Thomas Friedman recently wrote about America’s real edge being its institutions that nurture innovation. Another advantage is the risk-taking culture and the culture of failure.
It used to be one of the most contrarian aspects of the culture of Silicon Valley — rewarding failure. Entreprenuers who took risks and developed companies that ultimately failed were seen in the positive. People with real learning experiences that ultimately make them better entreprenuers. In risk management, without failures to model you have models doomed to fail.
Dan Gillmor writes how Silicon Valley is losing its cultural advantage.
We still have one big advantage: risk-taking. More than any other developed nation, the United States encourages people to take economic risks, and our renewed culture of entrepreneurialism has brought us a long way in recent years.

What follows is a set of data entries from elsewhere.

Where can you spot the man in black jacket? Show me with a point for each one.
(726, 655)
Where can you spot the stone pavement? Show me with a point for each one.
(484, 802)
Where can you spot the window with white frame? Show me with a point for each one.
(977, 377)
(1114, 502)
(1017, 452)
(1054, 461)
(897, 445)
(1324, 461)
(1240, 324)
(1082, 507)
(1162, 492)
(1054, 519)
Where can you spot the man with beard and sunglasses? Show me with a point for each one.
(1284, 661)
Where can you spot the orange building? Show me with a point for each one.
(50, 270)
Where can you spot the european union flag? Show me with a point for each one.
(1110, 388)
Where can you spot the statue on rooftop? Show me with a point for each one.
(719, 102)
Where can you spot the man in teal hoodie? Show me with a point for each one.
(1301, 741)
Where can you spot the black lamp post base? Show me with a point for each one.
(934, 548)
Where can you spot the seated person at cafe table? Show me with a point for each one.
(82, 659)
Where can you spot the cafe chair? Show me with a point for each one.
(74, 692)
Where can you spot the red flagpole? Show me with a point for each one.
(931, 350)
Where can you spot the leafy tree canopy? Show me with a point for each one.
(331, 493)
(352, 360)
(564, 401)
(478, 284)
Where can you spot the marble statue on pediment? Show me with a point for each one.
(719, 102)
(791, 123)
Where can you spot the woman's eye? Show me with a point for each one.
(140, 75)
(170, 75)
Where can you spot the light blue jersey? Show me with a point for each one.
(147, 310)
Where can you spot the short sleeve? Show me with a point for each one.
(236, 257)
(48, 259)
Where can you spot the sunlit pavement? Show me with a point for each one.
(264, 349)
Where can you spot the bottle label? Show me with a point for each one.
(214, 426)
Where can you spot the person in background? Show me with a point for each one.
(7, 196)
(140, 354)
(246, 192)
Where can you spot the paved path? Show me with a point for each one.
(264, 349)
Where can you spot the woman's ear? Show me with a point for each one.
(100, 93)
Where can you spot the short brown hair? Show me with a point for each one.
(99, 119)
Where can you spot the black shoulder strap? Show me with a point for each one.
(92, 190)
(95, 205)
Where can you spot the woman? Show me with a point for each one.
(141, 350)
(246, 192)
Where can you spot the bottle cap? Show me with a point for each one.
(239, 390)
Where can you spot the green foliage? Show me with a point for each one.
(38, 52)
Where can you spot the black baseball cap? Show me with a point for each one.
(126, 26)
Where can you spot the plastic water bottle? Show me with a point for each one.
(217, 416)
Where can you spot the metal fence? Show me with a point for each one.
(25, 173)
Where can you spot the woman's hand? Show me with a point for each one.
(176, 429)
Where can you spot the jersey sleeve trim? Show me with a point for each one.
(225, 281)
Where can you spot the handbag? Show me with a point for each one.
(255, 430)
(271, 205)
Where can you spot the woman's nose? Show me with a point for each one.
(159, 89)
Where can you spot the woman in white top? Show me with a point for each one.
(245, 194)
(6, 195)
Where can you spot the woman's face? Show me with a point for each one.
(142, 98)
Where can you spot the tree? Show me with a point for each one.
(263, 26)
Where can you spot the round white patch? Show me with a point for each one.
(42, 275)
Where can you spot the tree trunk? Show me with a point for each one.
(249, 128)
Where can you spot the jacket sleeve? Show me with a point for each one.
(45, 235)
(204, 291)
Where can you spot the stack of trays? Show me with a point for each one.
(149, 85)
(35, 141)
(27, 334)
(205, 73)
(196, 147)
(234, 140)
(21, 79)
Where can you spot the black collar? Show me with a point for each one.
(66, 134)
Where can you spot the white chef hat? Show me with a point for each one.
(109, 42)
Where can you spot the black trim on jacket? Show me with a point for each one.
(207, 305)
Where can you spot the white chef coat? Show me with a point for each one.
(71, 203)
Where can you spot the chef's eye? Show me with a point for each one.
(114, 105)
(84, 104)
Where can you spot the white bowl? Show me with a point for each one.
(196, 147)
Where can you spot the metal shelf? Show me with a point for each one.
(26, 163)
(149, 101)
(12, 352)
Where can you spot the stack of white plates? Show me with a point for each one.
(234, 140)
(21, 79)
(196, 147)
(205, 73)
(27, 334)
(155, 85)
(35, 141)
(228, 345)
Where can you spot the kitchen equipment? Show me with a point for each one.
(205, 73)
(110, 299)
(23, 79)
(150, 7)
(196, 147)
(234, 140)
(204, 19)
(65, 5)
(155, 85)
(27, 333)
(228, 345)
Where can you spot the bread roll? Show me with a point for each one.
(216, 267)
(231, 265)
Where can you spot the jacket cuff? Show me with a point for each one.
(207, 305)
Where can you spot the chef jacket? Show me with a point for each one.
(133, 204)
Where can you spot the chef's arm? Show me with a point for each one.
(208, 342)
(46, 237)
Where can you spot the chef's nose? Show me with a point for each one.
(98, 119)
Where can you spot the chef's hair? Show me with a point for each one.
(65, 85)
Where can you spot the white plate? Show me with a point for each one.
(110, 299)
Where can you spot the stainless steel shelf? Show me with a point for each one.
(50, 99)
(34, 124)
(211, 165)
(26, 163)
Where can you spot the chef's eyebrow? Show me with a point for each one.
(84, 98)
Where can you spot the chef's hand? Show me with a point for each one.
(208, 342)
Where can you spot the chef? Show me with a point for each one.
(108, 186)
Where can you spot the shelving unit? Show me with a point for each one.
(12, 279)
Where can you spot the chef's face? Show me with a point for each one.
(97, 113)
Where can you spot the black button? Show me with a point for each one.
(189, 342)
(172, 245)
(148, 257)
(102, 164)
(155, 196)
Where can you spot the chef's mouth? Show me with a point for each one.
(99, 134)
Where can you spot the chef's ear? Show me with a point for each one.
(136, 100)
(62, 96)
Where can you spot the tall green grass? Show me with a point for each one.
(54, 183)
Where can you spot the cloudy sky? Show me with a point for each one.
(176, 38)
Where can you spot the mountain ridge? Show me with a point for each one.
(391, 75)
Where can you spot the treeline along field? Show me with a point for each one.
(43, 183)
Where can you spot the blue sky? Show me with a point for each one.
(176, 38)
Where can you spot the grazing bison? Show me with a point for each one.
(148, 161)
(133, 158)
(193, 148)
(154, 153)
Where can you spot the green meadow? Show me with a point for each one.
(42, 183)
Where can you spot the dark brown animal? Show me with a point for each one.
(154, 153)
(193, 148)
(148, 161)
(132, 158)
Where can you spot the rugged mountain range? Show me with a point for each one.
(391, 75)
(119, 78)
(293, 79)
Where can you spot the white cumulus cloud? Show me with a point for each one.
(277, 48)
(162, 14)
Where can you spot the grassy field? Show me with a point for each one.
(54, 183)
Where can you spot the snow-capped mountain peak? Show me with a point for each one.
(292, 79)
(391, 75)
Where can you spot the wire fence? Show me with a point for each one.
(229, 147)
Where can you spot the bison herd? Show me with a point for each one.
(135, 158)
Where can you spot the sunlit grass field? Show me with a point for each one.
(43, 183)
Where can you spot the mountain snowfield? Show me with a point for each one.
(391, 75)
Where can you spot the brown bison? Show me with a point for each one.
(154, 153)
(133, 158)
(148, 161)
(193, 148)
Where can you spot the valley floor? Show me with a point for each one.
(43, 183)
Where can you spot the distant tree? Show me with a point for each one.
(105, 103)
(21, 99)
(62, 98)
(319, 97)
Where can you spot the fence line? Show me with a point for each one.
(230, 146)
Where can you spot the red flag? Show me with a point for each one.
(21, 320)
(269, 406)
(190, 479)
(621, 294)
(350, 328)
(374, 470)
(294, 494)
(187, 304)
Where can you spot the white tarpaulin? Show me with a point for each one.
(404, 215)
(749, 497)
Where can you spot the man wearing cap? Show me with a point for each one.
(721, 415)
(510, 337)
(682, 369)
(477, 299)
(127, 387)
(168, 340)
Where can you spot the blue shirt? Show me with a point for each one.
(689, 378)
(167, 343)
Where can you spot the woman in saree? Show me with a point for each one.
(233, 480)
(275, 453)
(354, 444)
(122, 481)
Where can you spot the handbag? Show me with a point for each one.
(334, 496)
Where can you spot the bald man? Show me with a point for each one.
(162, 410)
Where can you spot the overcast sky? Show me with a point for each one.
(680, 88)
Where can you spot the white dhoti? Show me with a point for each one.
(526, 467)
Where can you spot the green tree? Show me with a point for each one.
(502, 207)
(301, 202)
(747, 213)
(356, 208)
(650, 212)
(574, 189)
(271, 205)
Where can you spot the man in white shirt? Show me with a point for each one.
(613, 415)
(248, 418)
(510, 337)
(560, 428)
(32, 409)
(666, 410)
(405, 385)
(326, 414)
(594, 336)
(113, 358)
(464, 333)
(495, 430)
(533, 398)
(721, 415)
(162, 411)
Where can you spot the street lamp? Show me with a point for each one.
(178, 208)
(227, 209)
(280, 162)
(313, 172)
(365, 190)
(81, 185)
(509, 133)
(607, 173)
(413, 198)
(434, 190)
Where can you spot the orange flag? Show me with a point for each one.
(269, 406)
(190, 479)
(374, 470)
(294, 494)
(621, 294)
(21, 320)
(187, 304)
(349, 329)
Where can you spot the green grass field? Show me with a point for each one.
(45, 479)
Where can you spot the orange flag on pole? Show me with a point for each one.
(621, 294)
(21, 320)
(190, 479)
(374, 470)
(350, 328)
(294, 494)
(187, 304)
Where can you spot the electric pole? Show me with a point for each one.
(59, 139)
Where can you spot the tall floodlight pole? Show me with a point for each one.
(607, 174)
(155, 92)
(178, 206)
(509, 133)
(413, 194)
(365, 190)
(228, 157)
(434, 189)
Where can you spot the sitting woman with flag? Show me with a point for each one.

But other places are moving in that direction, too. They have a long way to go, but as the rule of law grows and societies learn to see failure (at least the right kind) as something to value, not find shame in, America’s lead even here will shrink.
I’m often asked, when visiting other parts of America and the world, why Silicon Valley has been such an economic powerhouse for so long. I tick off key reasons, including a risk-taking culture; lots of investment capital; smart, well-educated people who work hard; and great research universities. To some extent, the nation as a whole shares those qualities.
America isn’t losing any of those assets. But the rest of the world, especially Asia, is gaining all of them, and now has a competitive wage advantage to boot.